It is a question that has long haunted me, why did my member of MENSA uber feminist mom stay with a man who beat her and then a man who hurt us and was an awful drunk. The older I’ve gotten, the more forgiving I’ve become as I’ve watched my friends, former students and ultimately myself become statistics. Vulnerable, young women without education are typically the image we have of the domestic abuse victim but what happens when she is Stanford educated, a role model with training, albeit with a self esteem problem?

I felt angry with my mom, she should have known better. We were poor but she’s smart, she raised me in such a way that I was giving feminist lectures in 5th grade. She can stand up in a room and dazzle any audience. And yet, I know she’s deaf on her left side from being kicked down a flight of stairs. She left her second husband when she found out he was raping us but he was a mean drunk who didn’t work to begin with and I remember being so angry with her for failing to leave both of them. But the first one held a gun to my head and threatened to kill us all if she left and she only escaped when her male friends intervened and made it physically impossible for him to hurt us anymore. The second guy was my sibling’s father and my mom was in a haze, she protected us to the extent she knew how but she too was vulnerable. Intelligence can’t save you from abuse, but your community and the police can.
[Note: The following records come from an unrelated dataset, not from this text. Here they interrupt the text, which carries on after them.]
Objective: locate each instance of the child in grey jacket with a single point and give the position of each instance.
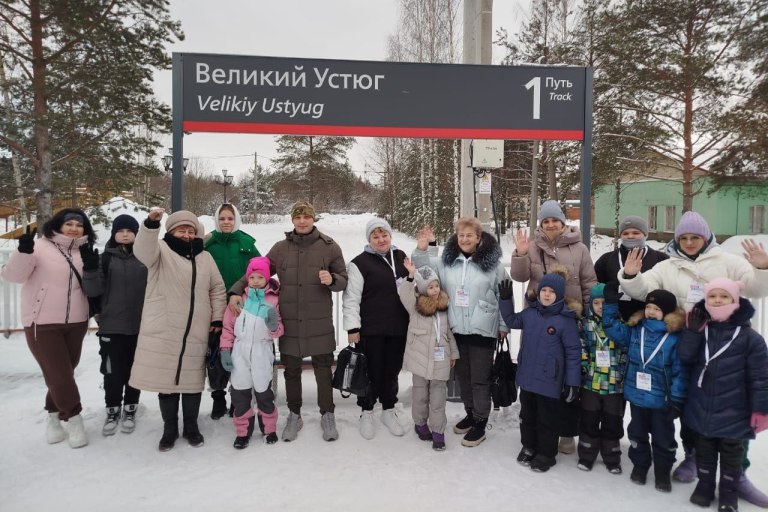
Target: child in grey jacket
(430, 351)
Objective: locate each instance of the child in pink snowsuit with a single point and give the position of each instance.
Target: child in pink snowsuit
(247, 350)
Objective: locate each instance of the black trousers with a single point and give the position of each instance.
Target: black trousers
(540, 417)
(731, 452)
(601, 426)
(117, 352)
(384, 355)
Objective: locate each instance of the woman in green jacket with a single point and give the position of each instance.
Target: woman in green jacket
(231, 249)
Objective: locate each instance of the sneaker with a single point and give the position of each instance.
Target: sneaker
(423, 432)
(476, 434)
(438, 442)
(292, 427)
(367, 426)
(128, 422)
(525, 456)
(241, 442)
(639, 475)
(567, 445)
(389, 419)
(541, 464)
(77, 436)
(328, 424)
(54, 432)
(111, 421)
(463, 426)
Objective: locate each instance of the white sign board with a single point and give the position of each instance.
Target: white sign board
(487, 153)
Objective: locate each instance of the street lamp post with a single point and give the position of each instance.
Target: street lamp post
(225, 180)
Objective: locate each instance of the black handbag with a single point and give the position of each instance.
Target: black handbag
(351, 374)
(503, 374)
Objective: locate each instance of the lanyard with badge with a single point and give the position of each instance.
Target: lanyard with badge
(644, 379)
(461, 298)
(708, 359)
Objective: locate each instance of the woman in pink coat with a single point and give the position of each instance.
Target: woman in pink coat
(54, 312)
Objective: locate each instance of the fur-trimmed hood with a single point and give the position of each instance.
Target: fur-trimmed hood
(427, 306)
(486, 256)
(742, 316)
(675, 321)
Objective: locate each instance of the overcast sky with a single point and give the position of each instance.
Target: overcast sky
(329, 29)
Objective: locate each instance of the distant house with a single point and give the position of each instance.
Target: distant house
(654, 192)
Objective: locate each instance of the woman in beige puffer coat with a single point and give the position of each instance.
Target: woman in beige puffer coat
(184, 301)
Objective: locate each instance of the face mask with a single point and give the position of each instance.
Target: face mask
(721, 313)
(634, 243)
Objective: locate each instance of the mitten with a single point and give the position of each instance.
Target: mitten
(27, 242)
(759, 421)
(90, 258)
(271, 319)
(570, 393)
(611, 292)
(226, 360)
(696, 319)
(505, 289)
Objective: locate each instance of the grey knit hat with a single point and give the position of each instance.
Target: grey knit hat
(424, 276)
(551, 210)
(634, 222)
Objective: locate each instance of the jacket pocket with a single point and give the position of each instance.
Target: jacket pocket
(484, 319)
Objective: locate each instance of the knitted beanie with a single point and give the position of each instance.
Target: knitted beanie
(551, 210)
(691, 223)
(125, 221)
(664, 300)
(425, 275)
(634, 222)
(375, 224)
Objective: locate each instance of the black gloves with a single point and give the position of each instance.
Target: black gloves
(696, 319)
(611, 292)
(505, 289)
(27, 242)
(676, 408)
(570, 393)
(90, 257)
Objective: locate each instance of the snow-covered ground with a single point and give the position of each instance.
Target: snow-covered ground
(127, 472)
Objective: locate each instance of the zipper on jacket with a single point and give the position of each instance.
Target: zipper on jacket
(189, 318)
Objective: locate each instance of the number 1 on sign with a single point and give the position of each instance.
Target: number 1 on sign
(536, 84)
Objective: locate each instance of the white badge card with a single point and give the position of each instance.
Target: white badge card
(461, 299)
(603, 358)
(643, 381)
(695, 292)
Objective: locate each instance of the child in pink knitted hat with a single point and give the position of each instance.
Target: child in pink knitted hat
(728, 387)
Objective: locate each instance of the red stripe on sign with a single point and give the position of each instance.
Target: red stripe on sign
(382, 131)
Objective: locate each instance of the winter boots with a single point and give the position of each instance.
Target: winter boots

I have my mother’s sharp mind, maybe even more so. And I am far more educated. I’ve been taught to recognize abuse, I have a special knack for seeing it, and I’ve made my fair share of CPS reports. A fiery radical, I’ve given my fair share of lectures on gender at parties, and I’ve taught the stuff. But all of that hides my vulnerability; my crippling insecurity and lack of self worth, my anxiety and PTSD and my almost impulsive need to try to understand and see the good in everyone. It’s a dangerous combination and it’s resulted in a lot of intimate violence. The boy who stalked me when he drank, the other one who harrangued me to lose weight and most painful of all, the boy who pushed me during sex to do things that physically hurt me. I thought I had safe guarded myself by choosing among my long term friends, but his struggles with work and depression brought out a dark side I couldn’t see and couldn’t have predicted. In Boyhood the mother marries a mean drunk and it’s easy to judge, but how could she have known?He was an educated guy with a job, just the kind of guy that people were judging her for not being with not five minutes in the film earlier. It’s easy to pass judgment on the screen but much harder when it’s not strangers.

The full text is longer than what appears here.